Abstract

Surgical therapy of cervical lymph node metastasis is based on their accessibility for en bloc resections. First described by Crile in 1906 as a radical neck dissection, this original approach has since undergone various modifications. This has produced an ongoing controversy with regard to the indications of the individual techniques. In a retrospective study, the data of 438 patients with head and neck malignancies managed at the ENT Department of Hamburg University between 1988 and 1994 were analyzed after surgical treatment of cervical lymph nodes. Results showed that 337 patients (76.9%) required unilateral or bilateral selective neck dissections. In 101 patients (23.1%) in whom a radical neck dissection was performed, the sternocleidomastoid muscle was resected completely. Analysis of these cases showed that intraoperative macroscopic invasion occurred in 12 patients (11.9%) and was confirmed histologically.
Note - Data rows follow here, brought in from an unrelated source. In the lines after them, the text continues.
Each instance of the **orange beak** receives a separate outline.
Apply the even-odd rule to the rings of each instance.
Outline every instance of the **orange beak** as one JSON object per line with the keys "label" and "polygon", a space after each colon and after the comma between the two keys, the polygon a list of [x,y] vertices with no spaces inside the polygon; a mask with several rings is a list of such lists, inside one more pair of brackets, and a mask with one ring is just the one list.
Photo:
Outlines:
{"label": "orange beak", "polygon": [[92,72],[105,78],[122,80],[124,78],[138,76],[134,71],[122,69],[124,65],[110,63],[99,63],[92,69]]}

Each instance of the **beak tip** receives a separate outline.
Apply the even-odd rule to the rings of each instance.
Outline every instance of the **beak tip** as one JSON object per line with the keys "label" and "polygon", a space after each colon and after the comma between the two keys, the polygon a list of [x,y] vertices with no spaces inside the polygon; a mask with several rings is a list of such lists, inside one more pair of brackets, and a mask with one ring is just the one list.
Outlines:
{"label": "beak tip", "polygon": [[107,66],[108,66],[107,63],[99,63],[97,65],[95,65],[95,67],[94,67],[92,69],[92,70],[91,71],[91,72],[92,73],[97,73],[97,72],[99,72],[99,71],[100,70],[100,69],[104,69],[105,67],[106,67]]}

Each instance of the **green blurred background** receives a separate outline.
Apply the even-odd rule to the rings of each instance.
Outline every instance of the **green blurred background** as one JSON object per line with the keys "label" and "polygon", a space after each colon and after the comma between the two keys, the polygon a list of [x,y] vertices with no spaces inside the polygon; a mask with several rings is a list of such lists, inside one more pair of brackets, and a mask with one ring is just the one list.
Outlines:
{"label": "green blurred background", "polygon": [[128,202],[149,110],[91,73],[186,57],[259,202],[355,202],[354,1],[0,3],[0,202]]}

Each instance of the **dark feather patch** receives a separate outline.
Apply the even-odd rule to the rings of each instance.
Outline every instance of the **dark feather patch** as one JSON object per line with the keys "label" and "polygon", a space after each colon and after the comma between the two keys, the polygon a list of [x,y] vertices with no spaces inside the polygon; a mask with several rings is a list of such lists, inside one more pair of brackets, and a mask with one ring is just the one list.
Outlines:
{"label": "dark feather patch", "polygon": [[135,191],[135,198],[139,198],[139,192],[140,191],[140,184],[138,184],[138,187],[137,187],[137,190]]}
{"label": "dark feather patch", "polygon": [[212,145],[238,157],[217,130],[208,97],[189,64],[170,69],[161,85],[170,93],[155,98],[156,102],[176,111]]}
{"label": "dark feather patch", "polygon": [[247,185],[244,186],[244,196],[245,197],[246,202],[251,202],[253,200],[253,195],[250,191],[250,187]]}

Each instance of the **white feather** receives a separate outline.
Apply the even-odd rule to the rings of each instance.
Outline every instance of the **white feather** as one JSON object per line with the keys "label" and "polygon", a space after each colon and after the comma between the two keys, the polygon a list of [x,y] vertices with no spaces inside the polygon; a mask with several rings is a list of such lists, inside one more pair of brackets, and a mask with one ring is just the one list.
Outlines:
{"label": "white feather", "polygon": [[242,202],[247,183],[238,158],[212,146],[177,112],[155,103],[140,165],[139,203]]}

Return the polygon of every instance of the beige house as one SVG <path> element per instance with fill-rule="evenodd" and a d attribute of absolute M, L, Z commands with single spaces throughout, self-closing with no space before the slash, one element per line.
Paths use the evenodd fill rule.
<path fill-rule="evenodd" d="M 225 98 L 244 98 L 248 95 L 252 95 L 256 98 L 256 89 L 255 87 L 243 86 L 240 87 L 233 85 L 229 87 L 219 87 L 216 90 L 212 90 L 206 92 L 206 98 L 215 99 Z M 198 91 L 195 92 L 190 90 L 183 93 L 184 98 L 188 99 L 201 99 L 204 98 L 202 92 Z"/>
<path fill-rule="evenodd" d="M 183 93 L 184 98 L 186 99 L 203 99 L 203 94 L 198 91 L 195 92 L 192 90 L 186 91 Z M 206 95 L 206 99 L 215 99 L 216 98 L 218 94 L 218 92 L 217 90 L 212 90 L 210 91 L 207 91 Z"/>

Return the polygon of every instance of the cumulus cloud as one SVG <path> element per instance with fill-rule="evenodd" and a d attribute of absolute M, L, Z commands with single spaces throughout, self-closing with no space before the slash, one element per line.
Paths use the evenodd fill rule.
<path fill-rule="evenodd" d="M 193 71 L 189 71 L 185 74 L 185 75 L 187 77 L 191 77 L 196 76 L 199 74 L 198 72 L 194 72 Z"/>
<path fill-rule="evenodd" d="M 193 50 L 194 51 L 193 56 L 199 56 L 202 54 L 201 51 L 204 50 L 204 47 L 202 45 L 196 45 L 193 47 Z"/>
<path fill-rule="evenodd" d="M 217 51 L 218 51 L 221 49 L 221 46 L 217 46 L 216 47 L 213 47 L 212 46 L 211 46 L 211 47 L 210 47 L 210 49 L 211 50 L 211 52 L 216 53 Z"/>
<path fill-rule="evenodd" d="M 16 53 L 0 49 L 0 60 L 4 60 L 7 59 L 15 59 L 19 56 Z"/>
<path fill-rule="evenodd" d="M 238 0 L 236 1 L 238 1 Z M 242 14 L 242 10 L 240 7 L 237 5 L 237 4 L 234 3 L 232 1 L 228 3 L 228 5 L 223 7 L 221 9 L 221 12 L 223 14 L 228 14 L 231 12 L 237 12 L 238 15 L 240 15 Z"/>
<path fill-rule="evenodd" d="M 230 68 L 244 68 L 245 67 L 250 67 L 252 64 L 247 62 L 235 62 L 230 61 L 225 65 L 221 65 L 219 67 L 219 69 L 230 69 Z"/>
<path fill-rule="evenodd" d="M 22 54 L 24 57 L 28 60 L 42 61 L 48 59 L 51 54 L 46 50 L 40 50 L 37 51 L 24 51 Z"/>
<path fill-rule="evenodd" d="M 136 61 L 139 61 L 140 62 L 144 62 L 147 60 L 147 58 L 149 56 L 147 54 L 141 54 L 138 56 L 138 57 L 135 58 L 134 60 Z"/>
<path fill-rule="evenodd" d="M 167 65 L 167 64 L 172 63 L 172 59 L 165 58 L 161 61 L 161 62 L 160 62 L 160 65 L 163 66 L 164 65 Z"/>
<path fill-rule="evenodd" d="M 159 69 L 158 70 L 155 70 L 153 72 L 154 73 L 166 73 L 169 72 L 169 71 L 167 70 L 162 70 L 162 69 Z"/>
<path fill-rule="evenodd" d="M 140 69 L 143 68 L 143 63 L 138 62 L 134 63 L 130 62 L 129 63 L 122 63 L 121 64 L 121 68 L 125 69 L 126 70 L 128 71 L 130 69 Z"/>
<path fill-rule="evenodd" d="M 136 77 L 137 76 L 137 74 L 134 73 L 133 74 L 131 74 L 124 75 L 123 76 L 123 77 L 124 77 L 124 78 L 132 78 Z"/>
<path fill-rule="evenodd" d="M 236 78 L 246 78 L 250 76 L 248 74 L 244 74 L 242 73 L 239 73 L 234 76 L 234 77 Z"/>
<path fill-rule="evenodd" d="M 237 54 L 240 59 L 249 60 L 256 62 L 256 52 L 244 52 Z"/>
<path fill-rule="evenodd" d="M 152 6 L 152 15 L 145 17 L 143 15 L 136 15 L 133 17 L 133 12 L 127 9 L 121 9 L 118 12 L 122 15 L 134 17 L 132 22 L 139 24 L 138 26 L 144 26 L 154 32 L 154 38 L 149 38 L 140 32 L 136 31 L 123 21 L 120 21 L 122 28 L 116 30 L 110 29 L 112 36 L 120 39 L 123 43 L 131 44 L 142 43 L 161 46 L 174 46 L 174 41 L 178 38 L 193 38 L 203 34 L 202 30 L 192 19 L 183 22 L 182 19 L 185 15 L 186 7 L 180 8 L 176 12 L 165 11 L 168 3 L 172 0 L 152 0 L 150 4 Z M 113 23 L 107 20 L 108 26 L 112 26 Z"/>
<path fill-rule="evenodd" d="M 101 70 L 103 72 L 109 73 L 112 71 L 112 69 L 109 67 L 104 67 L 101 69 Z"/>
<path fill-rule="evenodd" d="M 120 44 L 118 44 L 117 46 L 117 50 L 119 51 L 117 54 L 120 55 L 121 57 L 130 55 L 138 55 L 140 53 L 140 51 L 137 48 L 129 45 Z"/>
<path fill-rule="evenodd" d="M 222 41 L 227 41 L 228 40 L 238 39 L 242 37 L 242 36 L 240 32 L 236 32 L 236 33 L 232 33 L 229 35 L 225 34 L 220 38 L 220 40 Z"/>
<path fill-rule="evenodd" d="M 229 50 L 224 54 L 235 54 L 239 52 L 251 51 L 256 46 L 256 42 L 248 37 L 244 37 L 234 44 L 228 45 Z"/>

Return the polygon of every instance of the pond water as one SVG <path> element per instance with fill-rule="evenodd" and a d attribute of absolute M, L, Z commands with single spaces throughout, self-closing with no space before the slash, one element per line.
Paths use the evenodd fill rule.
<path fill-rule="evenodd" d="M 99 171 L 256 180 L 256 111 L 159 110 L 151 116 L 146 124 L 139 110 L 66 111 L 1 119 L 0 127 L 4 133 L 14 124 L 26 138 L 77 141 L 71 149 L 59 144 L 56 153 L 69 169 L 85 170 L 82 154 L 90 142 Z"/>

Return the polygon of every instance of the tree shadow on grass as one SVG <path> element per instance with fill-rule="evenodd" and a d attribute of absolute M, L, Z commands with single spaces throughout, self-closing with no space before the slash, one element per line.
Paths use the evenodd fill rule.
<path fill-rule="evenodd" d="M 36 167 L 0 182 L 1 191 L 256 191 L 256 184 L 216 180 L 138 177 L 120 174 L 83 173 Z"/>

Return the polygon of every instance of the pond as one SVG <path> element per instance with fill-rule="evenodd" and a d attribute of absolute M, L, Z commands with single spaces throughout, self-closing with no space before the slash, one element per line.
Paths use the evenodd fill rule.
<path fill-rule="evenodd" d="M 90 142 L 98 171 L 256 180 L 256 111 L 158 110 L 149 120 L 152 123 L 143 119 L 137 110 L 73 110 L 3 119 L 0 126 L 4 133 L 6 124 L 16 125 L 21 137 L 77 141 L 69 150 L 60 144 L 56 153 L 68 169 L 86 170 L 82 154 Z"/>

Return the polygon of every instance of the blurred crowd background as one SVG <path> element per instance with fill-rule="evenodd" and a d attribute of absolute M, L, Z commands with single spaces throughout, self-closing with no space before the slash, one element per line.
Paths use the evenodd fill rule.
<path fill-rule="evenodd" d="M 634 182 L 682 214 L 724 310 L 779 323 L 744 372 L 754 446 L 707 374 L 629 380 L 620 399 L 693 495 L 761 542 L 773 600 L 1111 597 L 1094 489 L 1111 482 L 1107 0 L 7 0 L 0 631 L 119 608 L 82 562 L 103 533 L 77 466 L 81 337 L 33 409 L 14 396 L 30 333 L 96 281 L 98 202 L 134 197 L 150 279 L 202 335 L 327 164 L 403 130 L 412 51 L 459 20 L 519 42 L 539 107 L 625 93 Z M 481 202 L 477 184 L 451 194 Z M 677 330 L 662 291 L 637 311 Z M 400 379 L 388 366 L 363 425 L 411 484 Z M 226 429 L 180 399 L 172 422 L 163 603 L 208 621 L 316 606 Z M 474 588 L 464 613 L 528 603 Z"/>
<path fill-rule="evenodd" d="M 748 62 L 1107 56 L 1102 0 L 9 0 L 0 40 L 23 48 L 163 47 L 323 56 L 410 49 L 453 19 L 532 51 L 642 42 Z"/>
The vast majority of cases (n = 89; 88.1%) had an intact muscle resected without tumor involvement. Further analysis showed no difference between radically or functionally neck-dissected stage III or IV patients with oral cavity, oropharyngeal, hypopharyngeal and laryngeal carcinomas. On the basis of these findings, resection of the sternocleidomastoid muscle is not mandatory in patients undergoing primary surgery without previous (cervical) radiation and when the muscle is found to be macroscopically intact.